Introducing: Antler, Michael Hunter’s game restaurant in Little Portugal

Introducing: Antler, Michael Hunter’s game restaurant in Little Portugal

(Image: Renée Suen)

Name: Antler
Contact: 1454 Dundas St. W., 647-345-8300, antlerkitchenbar.com, @AntlerKitchen
Neighbourhood: Little Portugal
Previously: This End Up
Owners: Michael Hunter (Scarpetta, Reds Wine Tavern) and Jody Shapiro
Chef: Michael Hunter

The food

Contemporary Canadian cuisine focused on flavours from northern Ontario, including farm-raised game and ingredients that Hunter foraged (morels, wild leeks, black walnuts).
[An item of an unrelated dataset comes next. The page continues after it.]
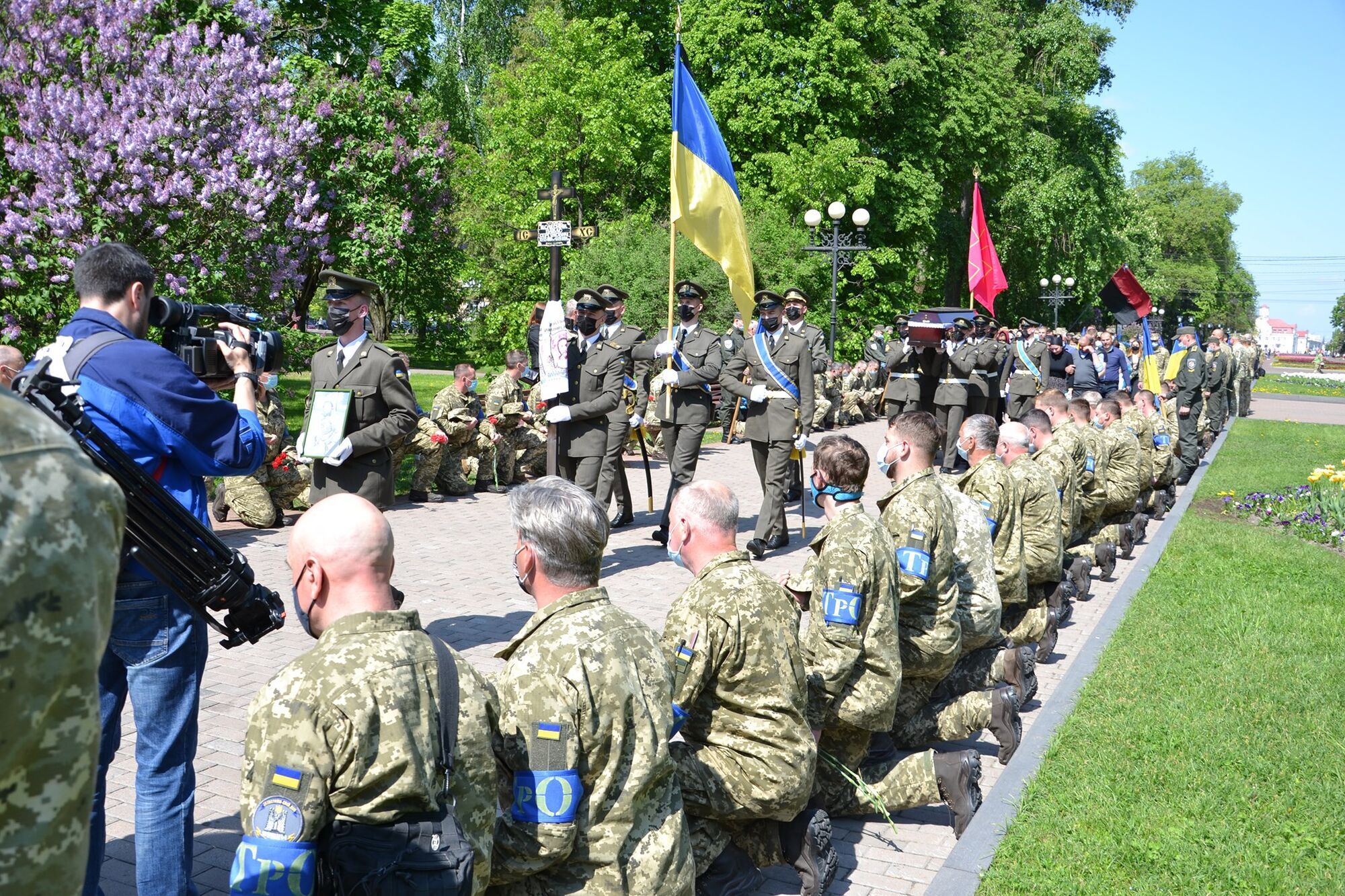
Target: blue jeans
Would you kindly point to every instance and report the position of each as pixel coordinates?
(157, 654)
The menu is made up of familiar dishes, each with a twist: there’s a Jamaican patty (filled with curry-spiced venison), gyoza (stuffed with wild boar) and a burger (made with deer, bison and wild boar).

(Image: Renée Suen)

The venison patty made with a paté brisée shell comes with a spicy dipping sauce. $8.

(Image: Renée Suen)

Wild boar gyoza are steamed and then pan fried. $8.

(Image: Renée Suen)

Charcoal-grilled duck heart yakitori with a sweet soy glaze. $6 for two.

(Image: Renée Suen)

Chestnut gnocchi in brown butter with parsnip purée, roasted squash, brussels sprout leaves, almond brittle, sage and shaved parmesan. $19.

(Image: Renée Suen)

Spice-ash crusted rack of deer, served with parsnip purée and swiss chard. $38.

(Image: Renée Suen)

A warm chocolate brownie with toasted meringue and cedar dust, topped with chocolate mousse and candied, foraged black walnuts. $10.

The drinks

Craft beer (most of which are from Calgary’s Big Rock Brewery), local and international wine by the glass or bottle, and “foraged cocktails” made by Steven Gambee (Reds Wine Tavern) that feature seasonal ingredients.

(Image: Renée Suen)

The Kordonis: gin, house-made beet purée, basil simple syrup and foraged sumac. $14.

(Image: Renée Suen)

Foraged-cedar gin sour: cedar-infused gin, simple syrup, lemon, bitters. $14.

The space

The room is filled with nods to the great outdoors—like wall-mounted ferns, a deer skull (of the first buck Hunter shot) hanging above the open kitchen and framed photographs of his Caledonia foraging grounds.

(Image: Renée Suen)

This End Up’s vintage beer signs were replaced with ferns.

(Image: Renée Suen)
(Image: Renée Suen)

Chef and co-owner Michael Hunter (front) and co-owner Jody Shapiro (back).

Correction

November 11, 2015

Previously, this post listed an incorrect phone number for the restaurant. It has since been changed. We apologize for the error.